“Ss-h-h! sshh!” he hissed. “Folks'll hear ye, and I'd be so ashamed if they did that I wouldn't dast to show my head. Can't show much of it, anyhow, just now. By gum! I'll do somethin' desperate. I—I dunno as I won't pizen her. I—”

“Hush! hush! you mustn't talk that way. I'm afraid you must be very fascinating, Mr. Pepper. If your sister is so very fearful of your meeting other women, it must be because she has good reason to fear.”

“Stop your foolishness! Oh!—I—I ask your pardon, Mr. Ellery. That ain't no way to talk to a minister. But I'm goin' to go out when I want to if I bust a hole through the clapboards. I AIN'T fascinatin'. You ask any woman—except her—if I be, and see what they say. What'll I DO?”

“Ha, ha! I don't know, I'm sure. You might lock HER up, I suppose, just for a change.”

“Hey!” There was a sound from behind the pane as if the imprisoned one had slapped his knee. “By gum! I never thought of that. Would you now, Mr. Ellery? Would you? Sshh! sshh! somebody's comin'. Maybe it's her. Run around to the door, Mr. Ellery, quick. And don't tell her I've seen you, for mercy sakes! Don't now, will ye? Please! Run!”

The minister did not run, but he walked briskly around the corner. Sure enough, Lavinia was there, just unlocking the door. She expressed herself as very glad to see the caller, ushered him into the sitting room and disappeared, returning in another moment with her brother, whom she unblushingly said had been taking a nap. Abishai did not contradict her; instead, he merely looked apprehensively at the minister.

The call was a short one. Lavinia did seven eighths of the talking and Ellery the rest. Kyan was silent. When the visit was over, Miss Pepper escorted her guest to the door and bade him a voluble good-by. Over her shoulder the minister saw Kyan making frantic signs to him; he interpreted the signals as a request for secrecy concerning the interview by the window.

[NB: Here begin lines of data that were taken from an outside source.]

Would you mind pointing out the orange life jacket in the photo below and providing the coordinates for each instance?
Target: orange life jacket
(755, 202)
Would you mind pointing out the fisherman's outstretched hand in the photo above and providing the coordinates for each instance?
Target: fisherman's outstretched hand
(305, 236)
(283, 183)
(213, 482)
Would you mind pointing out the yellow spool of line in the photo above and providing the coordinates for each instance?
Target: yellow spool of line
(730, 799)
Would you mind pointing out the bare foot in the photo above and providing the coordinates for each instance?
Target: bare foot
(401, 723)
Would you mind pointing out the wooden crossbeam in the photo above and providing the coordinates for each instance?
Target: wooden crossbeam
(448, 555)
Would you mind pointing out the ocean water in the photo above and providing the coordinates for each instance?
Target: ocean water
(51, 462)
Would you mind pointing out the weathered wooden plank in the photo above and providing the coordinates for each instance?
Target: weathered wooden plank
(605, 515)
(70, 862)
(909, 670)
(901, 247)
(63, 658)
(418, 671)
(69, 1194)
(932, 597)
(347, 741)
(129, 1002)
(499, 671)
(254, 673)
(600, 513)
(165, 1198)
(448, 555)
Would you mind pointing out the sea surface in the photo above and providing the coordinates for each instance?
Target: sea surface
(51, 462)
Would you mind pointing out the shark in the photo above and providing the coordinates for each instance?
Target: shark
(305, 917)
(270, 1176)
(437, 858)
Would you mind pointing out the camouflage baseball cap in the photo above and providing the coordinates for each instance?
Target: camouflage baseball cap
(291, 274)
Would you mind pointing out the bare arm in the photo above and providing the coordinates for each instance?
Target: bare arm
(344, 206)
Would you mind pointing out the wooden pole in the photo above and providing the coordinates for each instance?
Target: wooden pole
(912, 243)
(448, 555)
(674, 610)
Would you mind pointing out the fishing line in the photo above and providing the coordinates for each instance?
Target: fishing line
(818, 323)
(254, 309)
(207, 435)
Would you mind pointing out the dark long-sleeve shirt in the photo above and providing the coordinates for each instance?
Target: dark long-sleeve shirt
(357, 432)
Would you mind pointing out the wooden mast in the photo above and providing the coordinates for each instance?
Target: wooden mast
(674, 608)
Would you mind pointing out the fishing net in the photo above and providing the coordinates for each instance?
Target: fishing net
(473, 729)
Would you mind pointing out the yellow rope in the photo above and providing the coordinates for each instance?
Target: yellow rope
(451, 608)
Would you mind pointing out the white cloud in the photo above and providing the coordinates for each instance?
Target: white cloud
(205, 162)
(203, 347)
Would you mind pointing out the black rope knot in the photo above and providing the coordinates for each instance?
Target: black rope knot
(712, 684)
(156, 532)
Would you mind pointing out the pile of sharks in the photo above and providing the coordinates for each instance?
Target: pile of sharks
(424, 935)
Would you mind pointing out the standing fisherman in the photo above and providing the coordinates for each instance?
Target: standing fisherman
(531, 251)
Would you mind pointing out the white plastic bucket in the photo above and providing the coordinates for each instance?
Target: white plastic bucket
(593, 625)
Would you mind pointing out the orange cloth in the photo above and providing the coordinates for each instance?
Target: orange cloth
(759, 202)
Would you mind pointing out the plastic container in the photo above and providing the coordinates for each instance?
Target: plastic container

Several times during the remainder of that week he surprised his housekeeper by suddenly laughing aloud when there was, apparently, nothing to laugh at. He explained these outbursts by saying that he had thought of something funny. Keziah suggested that it must be mighty funny to make him laugh in the middle of sermon writing.

“I've heard sermons that were funny,” she said, “though they wasn't intended to be; but what I've heard of yours ain't that kind. I wish you'd let me in on the joke. I haven't been feelin' like laughin' for the last fortni't.”

She had been rather grave and preoccupied, for her, of late. Bustling and busy she always was, never sitting down to “rest,” as she called it, without a lap full of sewing. The minister's clothes were mended and his socks darned as they had not been since his mother's day. And with him, at meal times, or after supper in the sitting room, she was always cheerful and good-humored. But he had heard her sigh at her work, and once, when she thought herself unobserved, he saw her wipe her eyes with her apron.